Twenty-seven countries are eligible for debt relief under the HIPC
(highly-indebted poor countries initiative). The 18 that have reached completion
point, and will therefore qualify for immediate debt relief, are shown in bold:
Benin, Bolivia, Burkina Faso, Cameroon, Chad, Democratic Republic of Congo,
Ethiopia, Gambia, Ghana, Guinea, Guinea Bissau, Guyana, Honduras, Madagascar,
Malawi, Mali, Mauritania, Mozambique, Nicaragua, Niger, Rwanda, Sao Tome,
Senegal, Sierra Leone, Tanzania, Uganda, and Zambia
I've just been listening to the detail of the deal the G8 has made to 'write off third world debt' - in effect a mere drop in the ocean, though I have no doubt Blair will spin it as an amazing triumph that will put him in the history books. He will be, but not for that. But did we really expect anything better from a voluntary arrangement with a country like the US? A country that observes none of its international obligations, moral, legal or financial? And the hypocrites of the EU, knowing the amount of subsidy they vote themselves, for agriculture particularly, could feed the third world by itself.
It's all very well Geldof acclaiming it as 'a great victory'. He's almost as deluded as Blair himself. We have also yet to see what strings are attached, and there will certainly be strings. The small amount of money that has been allocated to debt relief is also being deducted from the total development funds available from the IMF and World Bank. This pl;an falls so far short in so many ways they needn't have bothered. Nice of Sir Bob to pat them on the back though.

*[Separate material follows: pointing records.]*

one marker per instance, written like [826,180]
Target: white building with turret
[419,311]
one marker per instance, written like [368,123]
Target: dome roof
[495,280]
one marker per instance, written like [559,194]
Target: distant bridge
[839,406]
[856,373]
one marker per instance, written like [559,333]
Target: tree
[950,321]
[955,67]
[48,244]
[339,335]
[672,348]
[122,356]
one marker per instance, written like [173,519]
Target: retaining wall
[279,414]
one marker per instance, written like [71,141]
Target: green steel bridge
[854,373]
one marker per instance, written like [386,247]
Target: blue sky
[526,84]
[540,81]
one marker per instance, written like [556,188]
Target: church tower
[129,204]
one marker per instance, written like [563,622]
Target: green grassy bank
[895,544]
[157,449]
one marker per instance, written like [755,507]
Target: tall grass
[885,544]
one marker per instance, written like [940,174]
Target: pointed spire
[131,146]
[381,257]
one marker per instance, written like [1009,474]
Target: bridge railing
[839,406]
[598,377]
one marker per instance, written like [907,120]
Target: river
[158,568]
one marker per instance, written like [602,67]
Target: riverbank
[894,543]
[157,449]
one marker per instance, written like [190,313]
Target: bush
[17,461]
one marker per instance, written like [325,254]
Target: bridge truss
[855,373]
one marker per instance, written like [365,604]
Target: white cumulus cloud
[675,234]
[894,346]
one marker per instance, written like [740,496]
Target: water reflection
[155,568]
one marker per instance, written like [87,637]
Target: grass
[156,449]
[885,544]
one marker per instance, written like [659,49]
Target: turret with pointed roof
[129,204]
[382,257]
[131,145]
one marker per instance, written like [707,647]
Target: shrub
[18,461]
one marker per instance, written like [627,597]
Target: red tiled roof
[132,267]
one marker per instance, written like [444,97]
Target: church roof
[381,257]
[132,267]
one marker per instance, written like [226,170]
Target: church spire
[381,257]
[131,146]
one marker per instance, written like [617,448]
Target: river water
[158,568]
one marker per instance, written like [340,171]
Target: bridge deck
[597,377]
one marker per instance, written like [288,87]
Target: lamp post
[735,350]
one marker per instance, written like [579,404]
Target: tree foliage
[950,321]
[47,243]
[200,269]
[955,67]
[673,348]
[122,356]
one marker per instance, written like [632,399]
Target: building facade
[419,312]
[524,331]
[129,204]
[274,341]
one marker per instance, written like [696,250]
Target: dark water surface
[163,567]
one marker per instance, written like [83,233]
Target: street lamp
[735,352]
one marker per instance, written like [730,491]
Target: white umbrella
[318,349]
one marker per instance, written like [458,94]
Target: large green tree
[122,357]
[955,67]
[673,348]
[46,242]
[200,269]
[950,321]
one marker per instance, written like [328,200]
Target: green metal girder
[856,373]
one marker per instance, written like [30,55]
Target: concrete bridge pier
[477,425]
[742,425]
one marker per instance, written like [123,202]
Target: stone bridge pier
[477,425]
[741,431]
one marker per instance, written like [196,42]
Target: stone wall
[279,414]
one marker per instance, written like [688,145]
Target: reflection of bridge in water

The BBC has an excellent fact-packed overview of the 'plan' and the response by aid agencies and other NGO's, here.I also found this story, which illustrates the effects of laissez-faire economics and an entrenched class system better than anything I could say. This so-called plan is unlikely to have any effect on these people at all, in a country where the lack of a social support system and adequate work means that child slavery is necessary to retain a government sinecure:
India's five-year-old policeman
By Alok Prakash Putul
BBC News, Chhattisgarh
Police officer Saurabh - 'hides behind his mother'
At a time when most children prepare to go to school, Saurabh Nagvanshi is off to the office.
Saurabh works at a police station in Raipur, the capital of India's central state of Chhattisgarh. He is five years old. He is part of an Indian system that allows a family member to take the post of a government employee who dies while in service.
There is no age limit and many families have no alternative but to send young children to work to make ends meet. Saurabh has to feed a family of five and so his mother, Ishwari Devi Nagvanshi, holds his hand and takes him the 110km (68 miles) from Bilaspur, where they live, to Raipur. In this surrogate police job, a child must work one day and go to school the next.
[...]
At work, the children are asked to do filing and bring tea and water for senior officials. The children are paid 2,500 rupees ($57) a month. At an age when children are learning how to write, Saurabh now knows how to sign his name when he receives his monthly salary. He is quiet. If you try to talk to him he will either run away or hide behind his mother.
[...]
Railway Police superintendent in Raipur, Pawan Dev, says the employment of the children in the police must be seen from a social perspective. The money is a great relief to the families, he says. In addition, the workload is light. But Subhash Mishra, a member of the state's Human Rights Commission, says it is wrong to make children work like this. He says, instead, the families should be given an equal amount of money to pay for the child's upbringing and education.